Ci sarà Corrado Augias, per una lectio molto importante sui settant’anni della nostra Costituzione. Avremo con noi Dacia Maraini, in più di un incontro. C’è il progetto La Frontiera, un’idea del compianto Alessandro Leogrande, curato da Elena Stancanelli e realizzato insieme a Rai Radio3, Laterza e Robinson di Repubblica. Così come un omaggio a Leogrande sarà reso dalla casa editrice Feltrinelli, che ha raccolto) i suoi scritti su Taranto: il libro uscirà per il Salone.

Avremo con noi Goffredo Fofi. Daria Bignardi con il suo ultimo romanzo, Storia della mia ansia. Sarà con noi Alessandro Piperno, per raccontarci i classici della letteratura francese.

E ci sarà un bellissimo omaggio a Simone Weil: è uscito un libro (bellissimo) in cui si documenta il rapporto tra Simon e André Weil, due fratelli geniali. E ancora Nina Brochmann e Ellen Stokken Dahl, Andrea Carandini, Riccardo Falcinelli, Carlo Ossola, Helena Janeczek, Mirko Zylhay, Vanni Santoni, Vauro, Licia Troisi, Enrico Deaglio, dagli Stati Uniti Ben Marcus, Massimo Recalcati, Gustavo Zagrebelsky. Avremo Alan Friedman che parlerà dell’economia italiana, Vittorio Sgarbi che parlerà di arte come Philippe Daverio, Enzo Bianchi, Vito Mancuso, Giuseppe Montesano, Fortunato Cerlino, Nadia Fusini, Luciano Canfora, Bruno Gambarotta, Serena Dandini, Paolo Mieli, Lucia Annunziata, Piero Fassino, Giovanni Floris, Marco Travaglio, Laura Morante, Gian Carlo Caselli, Francesco Profumo, Paolo Zellini, Andrea Vitali, Ilvo Diamanti e Ferruccio De Bortoli…

E poi avremo Stefano Massini. Uno dei più importanti uomini di teatro d’Italia, uno dei più riconosciuti e celebrati all’estero negli ultimi anni. Il suo libro più recente è una rilettura dell’Interpretazione dei sogni di Sigmund Freud. Al Salone Massini metterà un intero Paese (l’Italia) sul lettino dello psicanalista, riportandoci al 1978 e al caso Moro. Qual era il libro più acquistato in Italia durante il sequestro Moro? Era il libro di uno psicanalista: Essere o avere di Erich Fromm.
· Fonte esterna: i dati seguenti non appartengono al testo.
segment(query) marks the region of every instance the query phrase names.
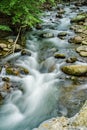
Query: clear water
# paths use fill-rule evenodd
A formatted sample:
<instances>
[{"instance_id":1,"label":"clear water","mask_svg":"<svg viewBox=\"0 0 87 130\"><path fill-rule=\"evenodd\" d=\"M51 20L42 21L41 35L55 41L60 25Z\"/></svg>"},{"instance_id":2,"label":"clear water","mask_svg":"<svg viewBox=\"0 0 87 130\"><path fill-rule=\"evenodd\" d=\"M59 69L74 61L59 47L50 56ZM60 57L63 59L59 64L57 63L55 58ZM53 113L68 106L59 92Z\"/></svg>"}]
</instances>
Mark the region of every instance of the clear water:
<instances>
[{"instance_id":1,"label":"clear water","mask_svg":"<svg viewBox=\"0 0 87 130\"><path fill-rule=\"evenodd\" d=\"M67 88L72 88L73 83L61 78L63 74L60 67L65 64L65 61L56 60L53 57L55 48L60 49L60 52L67 56L71 52L70 48L73 48L72 45L69 45L68 39L60 40L57 37L61 31L67 31L70 36L74 35L73 32L70 32L69 27L71 14L73 16L76 13L72 13L67 6L64 8L66 13L60 21L54 17L56 11L51 11L45 14L45 18L42 18L44 20L42 30L34 29L27 34L26 48L31 52L31 56L21 56L19 52L2 61L11 60L15 65L28 69L29 75L21 75L22 78L9 76L5 74L3 68L0 76L9 77L11 82L17 84L18 89L12 91L6 97L4 104L0 106L0 130L32 130L46 119L61 115L67 116L68 106L65 104L67 101L71 105L72 102L79 105L78 101L81 100L75 101L77 98L75 94L81 91L81 87L80 90L76 89L75 93L74 91L72 93L72 89L65 92ZM67 15L68 13L69 15ZM50 21L52 17L53 21ZM46 31L54 33L55 37L40 38L40 33ZM72 51L72 55L76 54ZM85 88L84 85L82 87ZM66 94L72 95L72 97L68 99ZM63 102L63 98L65 102ZM73 111L73 114L75 113L76 111Z\"/></svg>"}]
</instances>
Partendo le mosse da questa considerazione, Massini proverà a esplorare insieme a noi l’inconscio collettivo dell’Italia in quel periodo così complicato e drammatico della nostra vita repubblicana.
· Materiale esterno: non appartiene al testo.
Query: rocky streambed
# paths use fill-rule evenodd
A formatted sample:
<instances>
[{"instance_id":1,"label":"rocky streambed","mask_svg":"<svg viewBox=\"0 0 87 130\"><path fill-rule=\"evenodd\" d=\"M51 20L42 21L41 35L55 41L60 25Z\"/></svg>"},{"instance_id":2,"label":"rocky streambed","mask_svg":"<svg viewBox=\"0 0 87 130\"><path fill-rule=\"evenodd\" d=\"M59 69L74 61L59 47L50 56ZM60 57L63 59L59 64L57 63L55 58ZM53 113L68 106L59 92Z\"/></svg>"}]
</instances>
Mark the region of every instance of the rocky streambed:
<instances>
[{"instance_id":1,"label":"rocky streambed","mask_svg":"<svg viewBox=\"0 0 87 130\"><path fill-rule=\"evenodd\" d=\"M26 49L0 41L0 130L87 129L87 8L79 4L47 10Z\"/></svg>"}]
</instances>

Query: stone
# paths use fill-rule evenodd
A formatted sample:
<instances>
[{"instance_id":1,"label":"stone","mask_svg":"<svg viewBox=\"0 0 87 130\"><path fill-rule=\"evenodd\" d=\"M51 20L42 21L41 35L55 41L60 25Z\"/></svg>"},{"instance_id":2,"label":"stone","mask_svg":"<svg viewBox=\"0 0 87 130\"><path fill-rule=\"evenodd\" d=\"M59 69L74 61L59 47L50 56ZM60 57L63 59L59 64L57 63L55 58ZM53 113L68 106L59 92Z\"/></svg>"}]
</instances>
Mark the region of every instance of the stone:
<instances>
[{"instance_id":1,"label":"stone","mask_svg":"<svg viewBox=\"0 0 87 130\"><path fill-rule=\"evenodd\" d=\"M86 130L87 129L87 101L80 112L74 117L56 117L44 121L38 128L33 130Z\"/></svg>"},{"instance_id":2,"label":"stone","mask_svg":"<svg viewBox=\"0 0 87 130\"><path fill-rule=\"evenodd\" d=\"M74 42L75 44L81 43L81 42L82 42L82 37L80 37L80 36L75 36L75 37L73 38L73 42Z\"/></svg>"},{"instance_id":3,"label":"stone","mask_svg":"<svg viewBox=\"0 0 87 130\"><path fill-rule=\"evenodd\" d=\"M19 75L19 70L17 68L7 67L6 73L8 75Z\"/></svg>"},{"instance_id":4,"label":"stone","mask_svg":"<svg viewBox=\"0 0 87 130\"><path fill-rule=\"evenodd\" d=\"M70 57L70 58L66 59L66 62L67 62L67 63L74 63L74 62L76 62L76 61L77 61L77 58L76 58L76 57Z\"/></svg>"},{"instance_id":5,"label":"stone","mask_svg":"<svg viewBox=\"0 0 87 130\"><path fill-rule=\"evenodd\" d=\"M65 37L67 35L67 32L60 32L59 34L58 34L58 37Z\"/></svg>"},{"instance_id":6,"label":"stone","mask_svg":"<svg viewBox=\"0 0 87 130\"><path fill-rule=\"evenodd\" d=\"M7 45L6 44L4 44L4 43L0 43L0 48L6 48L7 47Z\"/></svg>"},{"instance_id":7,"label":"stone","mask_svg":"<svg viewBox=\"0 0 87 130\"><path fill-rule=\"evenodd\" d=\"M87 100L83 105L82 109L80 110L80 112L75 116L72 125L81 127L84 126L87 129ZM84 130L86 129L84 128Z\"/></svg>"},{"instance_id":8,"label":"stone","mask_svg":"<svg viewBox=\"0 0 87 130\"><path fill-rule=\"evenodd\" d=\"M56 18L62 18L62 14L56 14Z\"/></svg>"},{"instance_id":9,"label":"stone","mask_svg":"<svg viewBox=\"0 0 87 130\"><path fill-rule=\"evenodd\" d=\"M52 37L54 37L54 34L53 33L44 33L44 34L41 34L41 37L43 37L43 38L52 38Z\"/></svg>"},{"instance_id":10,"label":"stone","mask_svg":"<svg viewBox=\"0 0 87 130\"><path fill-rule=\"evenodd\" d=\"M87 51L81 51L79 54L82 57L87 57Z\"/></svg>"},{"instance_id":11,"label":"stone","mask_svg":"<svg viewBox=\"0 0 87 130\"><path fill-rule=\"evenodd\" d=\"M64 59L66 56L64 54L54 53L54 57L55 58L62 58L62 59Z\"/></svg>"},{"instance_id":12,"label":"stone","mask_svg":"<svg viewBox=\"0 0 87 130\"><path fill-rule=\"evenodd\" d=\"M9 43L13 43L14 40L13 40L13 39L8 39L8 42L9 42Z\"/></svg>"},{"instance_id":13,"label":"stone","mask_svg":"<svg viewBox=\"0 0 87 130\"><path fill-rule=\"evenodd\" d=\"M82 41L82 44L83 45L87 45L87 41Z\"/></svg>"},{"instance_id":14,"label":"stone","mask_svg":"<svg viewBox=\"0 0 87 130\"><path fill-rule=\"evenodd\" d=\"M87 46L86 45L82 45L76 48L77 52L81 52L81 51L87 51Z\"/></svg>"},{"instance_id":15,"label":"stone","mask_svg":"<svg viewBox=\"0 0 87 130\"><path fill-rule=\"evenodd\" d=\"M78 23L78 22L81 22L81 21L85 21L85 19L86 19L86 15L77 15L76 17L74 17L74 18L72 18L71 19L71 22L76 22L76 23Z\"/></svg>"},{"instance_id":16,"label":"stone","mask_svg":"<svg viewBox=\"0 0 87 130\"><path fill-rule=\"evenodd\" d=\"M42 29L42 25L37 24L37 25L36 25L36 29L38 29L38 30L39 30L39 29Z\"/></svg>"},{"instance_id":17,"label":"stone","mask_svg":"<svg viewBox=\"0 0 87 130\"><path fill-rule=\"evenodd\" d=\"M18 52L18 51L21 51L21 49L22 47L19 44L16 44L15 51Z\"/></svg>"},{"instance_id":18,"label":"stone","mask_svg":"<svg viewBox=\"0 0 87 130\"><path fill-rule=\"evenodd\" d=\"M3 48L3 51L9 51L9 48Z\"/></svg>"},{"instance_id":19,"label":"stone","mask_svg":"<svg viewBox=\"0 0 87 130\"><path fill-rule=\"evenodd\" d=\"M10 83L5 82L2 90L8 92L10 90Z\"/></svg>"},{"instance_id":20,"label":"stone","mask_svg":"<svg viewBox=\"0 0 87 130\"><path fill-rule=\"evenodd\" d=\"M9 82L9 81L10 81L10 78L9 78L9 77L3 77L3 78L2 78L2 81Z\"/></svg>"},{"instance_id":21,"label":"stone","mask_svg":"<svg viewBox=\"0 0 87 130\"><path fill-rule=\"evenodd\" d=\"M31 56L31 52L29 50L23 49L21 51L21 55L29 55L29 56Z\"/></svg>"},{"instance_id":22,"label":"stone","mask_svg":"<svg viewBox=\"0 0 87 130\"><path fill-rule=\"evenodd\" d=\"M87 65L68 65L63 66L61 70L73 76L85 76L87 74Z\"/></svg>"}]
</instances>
Ci sarà molto spazio per i fumetti e le graphic novel. Avremo gli autori di Lucca Comics&Games, Manuele Fior che ha realizzato il manifesto di questa edizione, Alessandro Baronciani, Davide Toffolo. Un omaggio ad Andrea Pazienza a trent’anni dalla sua scomparsa. E sarà di nuovo con noi, perché sta per uscire il suo nuovo libro, Zerocalcare.
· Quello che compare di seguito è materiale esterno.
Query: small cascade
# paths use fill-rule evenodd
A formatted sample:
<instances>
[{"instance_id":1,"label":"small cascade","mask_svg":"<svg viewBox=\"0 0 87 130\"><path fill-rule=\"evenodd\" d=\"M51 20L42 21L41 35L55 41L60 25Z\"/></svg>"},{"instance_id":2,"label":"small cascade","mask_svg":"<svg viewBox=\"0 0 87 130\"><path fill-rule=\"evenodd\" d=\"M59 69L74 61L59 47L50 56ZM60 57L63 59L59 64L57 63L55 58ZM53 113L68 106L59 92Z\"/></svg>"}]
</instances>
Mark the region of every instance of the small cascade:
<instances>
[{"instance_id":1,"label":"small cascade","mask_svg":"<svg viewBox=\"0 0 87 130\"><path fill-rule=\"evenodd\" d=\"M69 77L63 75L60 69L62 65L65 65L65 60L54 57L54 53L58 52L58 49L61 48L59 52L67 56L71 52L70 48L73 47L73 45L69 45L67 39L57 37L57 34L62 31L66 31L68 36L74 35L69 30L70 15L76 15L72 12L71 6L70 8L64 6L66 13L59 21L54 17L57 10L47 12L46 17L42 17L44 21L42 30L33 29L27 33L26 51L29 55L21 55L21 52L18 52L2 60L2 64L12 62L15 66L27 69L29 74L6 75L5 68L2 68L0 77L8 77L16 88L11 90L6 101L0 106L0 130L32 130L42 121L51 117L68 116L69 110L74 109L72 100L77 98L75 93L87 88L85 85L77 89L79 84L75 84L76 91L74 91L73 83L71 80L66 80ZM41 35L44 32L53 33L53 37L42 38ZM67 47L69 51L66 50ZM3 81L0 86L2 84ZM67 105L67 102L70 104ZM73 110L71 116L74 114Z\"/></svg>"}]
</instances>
Torneranno i librai americani indipendenti nella sezione Booksellers without Brothers, un progetto bellissimo nato al Salone l’anno scorso che è diventato poi un progetto internazionale itinerante tra Europa e Stati Uniti.

Ci saranno degli importanti incontri sul mondo editoriale, in cui sono determinanti gli Amici del Salone, incontri organizzati da Odei, dal Forum del Libro (che ringraziamo nella persona del suo presidente Giovanni Solimine), e poi un incontro molto importante sui dati attinenti alla vendita dei libri e alla diffusione della lettura nel nostro paese: come leggerli, come interpretarli, anche perché non di rado sono diversi a seconda delle fonti.

Anche quest’anno si conferma Music&Books, lo spazio dedicato alla musica all’editoria musicale in collaborazione con Egea Music, curato da Pierumberto Ferrero. Al suo interno si potranno trovare tutte le nuove uscite discografiche e le novità editoriali legate alla musica, con uno spazio importante dedicato ai vinili. Molti nomi della musica italiana verranno ad animare lo spazio: da Alessio Bertallot a Mario Luzzatto Fegiz, da Massimo Zamboni ai Quintorigo e così via…

Ci sarà di nuovo la Torre di François Confino a dominare la bellissima Piazza dei Lettori, la libreria gestita dai Colti, il Consorzio dei Librai Indipendenti Torinesi, con all’interno lo spazio curato dalle Biblioteche del territorio. Ci saranno altre due librerie nel Padiglione 5: la tradizionale libreria per bambini, con libri in tutte le lingue, e la nuova stupenda libreria organizzata appositamente per gli adolescenti.

E ad accendere le sere e le notti di Torino durante il Salone ci sarà ovviamente il Salone Off.